He visitado maravillosas librerías de segunda mano, atestadas de libros, libros en las estanterías, en el suelo formando un rimero que se alargaba de un extremo a otro del pasillo, pasaba a la habitación siguiente y allí continuaba hasta la otra. Eran montones de no menos de siete pisos, inestables, que atesoraban la Eneida, el Paraíso perdido y novelas del oeste firmadas con seudónimo. Las estanterías flanqueban los dinteles y las ventanas, cuando las había.
He paseado por pasillos estrechos porque las estanterías apenas dejaban espacio libre, y he saltado pilas de libros colocadas en medio de los pasillos y de las habitaciones. He sentido el calor de su presencia. Los libros, hay gente que lo ignora, son cálidos, quizás no lo sean todos para todos, pero siempre hay varios libros que te ofrecen un refugio, un descanso, un momento de cálido sosiego.

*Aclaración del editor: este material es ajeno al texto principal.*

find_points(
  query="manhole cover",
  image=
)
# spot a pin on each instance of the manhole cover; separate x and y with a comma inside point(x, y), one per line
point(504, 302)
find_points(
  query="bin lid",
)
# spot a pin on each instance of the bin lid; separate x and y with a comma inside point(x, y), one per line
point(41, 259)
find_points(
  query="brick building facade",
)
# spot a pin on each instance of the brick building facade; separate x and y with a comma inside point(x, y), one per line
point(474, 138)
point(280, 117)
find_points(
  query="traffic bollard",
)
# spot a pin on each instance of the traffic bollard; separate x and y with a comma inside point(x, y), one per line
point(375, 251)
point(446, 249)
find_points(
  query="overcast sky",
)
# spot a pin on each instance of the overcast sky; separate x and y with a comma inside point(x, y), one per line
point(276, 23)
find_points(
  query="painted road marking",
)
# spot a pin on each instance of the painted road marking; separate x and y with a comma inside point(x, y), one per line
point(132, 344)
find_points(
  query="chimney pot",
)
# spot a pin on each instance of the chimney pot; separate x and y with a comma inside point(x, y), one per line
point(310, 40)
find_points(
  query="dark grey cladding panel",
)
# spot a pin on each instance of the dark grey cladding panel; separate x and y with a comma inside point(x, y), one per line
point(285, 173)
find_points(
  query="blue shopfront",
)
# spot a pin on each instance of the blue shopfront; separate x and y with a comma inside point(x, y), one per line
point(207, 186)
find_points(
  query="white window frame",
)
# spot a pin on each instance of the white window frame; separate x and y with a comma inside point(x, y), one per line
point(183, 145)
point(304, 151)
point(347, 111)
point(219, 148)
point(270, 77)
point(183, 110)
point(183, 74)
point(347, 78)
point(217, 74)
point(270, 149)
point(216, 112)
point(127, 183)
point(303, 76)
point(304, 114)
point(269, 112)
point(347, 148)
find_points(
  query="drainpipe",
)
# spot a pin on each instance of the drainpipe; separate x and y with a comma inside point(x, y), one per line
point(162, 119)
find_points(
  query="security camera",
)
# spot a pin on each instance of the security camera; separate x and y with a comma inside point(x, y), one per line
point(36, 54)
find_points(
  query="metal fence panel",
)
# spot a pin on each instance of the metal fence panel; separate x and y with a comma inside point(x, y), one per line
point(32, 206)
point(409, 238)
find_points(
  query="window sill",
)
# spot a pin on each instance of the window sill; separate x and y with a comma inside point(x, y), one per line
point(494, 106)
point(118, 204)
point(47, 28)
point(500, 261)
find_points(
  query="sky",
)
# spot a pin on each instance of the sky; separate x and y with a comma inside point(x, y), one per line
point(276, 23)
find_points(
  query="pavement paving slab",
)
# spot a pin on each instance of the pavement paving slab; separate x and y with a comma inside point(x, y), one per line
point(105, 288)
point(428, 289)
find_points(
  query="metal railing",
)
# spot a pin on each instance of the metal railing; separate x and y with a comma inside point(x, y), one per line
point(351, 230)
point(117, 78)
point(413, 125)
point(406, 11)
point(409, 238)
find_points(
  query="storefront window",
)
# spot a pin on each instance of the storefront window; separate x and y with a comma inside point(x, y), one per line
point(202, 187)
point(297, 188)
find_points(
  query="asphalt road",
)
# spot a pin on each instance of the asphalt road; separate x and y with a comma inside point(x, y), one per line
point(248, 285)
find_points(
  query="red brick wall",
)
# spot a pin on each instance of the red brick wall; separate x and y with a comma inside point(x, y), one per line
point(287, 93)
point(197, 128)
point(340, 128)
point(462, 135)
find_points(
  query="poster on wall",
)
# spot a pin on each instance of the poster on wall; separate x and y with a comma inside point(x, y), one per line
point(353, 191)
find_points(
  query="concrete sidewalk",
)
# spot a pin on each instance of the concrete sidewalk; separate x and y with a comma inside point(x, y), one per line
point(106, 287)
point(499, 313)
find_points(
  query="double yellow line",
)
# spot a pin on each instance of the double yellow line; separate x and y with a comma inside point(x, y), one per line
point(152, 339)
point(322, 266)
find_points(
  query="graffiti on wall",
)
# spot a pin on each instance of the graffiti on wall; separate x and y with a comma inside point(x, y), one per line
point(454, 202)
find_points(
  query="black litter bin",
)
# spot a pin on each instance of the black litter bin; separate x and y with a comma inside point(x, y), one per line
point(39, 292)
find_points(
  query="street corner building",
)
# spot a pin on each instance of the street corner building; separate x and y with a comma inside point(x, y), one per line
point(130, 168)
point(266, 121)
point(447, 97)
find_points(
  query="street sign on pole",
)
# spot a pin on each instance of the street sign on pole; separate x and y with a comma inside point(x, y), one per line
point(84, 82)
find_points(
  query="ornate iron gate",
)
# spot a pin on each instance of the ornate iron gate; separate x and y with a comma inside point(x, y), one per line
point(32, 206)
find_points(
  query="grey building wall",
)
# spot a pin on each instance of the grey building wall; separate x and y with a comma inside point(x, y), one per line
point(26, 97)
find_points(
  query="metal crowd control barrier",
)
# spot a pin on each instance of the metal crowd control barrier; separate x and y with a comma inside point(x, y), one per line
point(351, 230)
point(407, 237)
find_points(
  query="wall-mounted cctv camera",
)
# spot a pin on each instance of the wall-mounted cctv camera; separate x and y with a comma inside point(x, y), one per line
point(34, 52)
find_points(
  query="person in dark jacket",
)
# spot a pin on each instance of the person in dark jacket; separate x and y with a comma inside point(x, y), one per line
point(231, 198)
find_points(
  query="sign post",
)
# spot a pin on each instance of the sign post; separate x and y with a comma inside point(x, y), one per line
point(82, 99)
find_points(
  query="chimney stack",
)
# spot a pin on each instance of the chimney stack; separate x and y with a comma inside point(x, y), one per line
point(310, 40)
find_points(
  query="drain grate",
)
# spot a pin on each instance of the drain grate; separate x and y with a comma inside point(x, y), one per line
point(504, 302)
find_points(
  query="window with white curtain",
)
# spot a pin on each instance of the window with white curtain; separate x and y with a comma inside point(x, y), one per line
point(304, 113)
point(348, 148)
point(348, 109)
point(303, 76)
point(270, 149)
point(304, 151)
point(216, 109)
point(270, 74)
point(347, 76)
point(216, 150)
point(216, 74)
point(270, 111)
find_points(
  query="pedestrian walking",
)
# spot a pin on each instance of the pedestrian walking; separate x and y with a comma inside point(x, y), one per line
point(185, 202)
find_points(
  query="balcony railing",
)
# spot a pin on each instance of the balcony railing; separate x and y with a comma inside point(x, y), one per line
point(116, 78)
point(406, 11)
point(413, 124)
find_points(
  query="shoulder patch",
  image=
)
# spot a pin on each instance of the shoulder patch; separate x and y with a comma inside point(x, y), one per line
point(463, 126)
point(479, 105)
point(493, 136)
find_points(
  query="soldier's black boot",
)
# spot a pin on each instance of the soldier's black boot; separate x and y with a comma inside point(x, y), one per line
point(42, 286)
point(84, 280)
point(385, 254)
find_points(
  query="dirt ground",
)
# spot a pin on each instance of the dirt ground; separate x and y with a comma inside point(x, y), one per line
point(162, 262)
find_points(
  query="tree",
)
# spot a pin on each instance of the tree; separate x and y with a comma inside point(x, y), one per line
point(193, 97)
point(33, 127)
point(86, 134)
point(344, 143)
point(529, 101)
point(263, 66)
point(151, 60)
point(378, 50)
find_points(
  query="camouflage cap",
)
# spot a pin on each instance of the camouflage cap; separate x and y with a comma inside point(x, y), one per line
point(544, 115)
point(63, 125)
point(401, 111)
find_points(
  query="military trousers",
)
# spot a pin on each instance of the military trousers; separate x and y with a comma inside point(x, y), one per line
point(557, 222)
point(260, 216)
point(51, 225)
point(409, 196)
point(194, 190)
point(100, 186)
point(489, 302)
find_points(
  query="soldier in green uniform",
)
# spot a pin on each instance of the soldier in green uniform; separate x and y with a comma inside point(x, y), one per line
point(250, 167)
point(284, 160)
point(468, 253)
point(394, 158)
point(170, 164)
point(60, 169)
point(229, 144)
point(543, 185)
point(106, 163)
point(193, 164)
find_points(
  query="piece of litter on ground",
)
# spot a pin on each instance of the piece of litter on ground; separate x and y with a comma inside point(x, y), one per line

Recuerdo el invierno en que solía subir varios pisos de un inmueble viejo, con escaleras de madera que ya estaban combadas, hasta entrar en una casa que era sobre todo un inmenso pasillo que se abría a varias alcobas donde las viejas estanterías de madera soportaban el peso de varios millares de libros. Allí encontré una maravillosa edición en pasta dura de la obra casi completa de Joseph Conrad. Estaba escondida en unas escaleras cubiertas con moqueta, o varios volúmenes de los cuentos de Henry James en la edición que Leon Edel preparó, colocados en orden bajo un retrato extraordinario del autor.
En el sótano de otra librería – esta vez era una casa enorme la que servía de tienda – entre las paredes y las estanterías pintadas de blanco, sin ruido alguno que llegase allá – me pasé una hora larga hojeando novelillas de ficción científica, del oeste, de terror; las cubiertas roídas, los lomos ilegibles; a muchas de ellas las cubría una peliculilla grasienta. Estaba solo perdido en alguna de todas aquellas habitaciones de techo bajo que formaban el sótano. Creo que ha sido la única vez que he salido de una librería sin comprar un libro.
Ha habido más, de muchas no recuerdo el nombre. Otras no se me olvidarán: beat bookshop, Aeon Books, Red Books, … Algunas siguen, otras han quebrado o han cambiado de lugar. Han ido dando libros que han acabado quién sabe dónde: lo mismo en Nueva York, que en Melbourne, o en Cambridge o Bath, en Valladolid o en Madrid, o en Buenos Aires, en algún pueblo perdido en las Tierras Altas de Escocia o de Soria, cerca del desierto de Mojave o en alguna casa aislada de Islandia o de Noruega. Nada de eso improta ahora. Allí están y alguien podrá leerlos una vez más.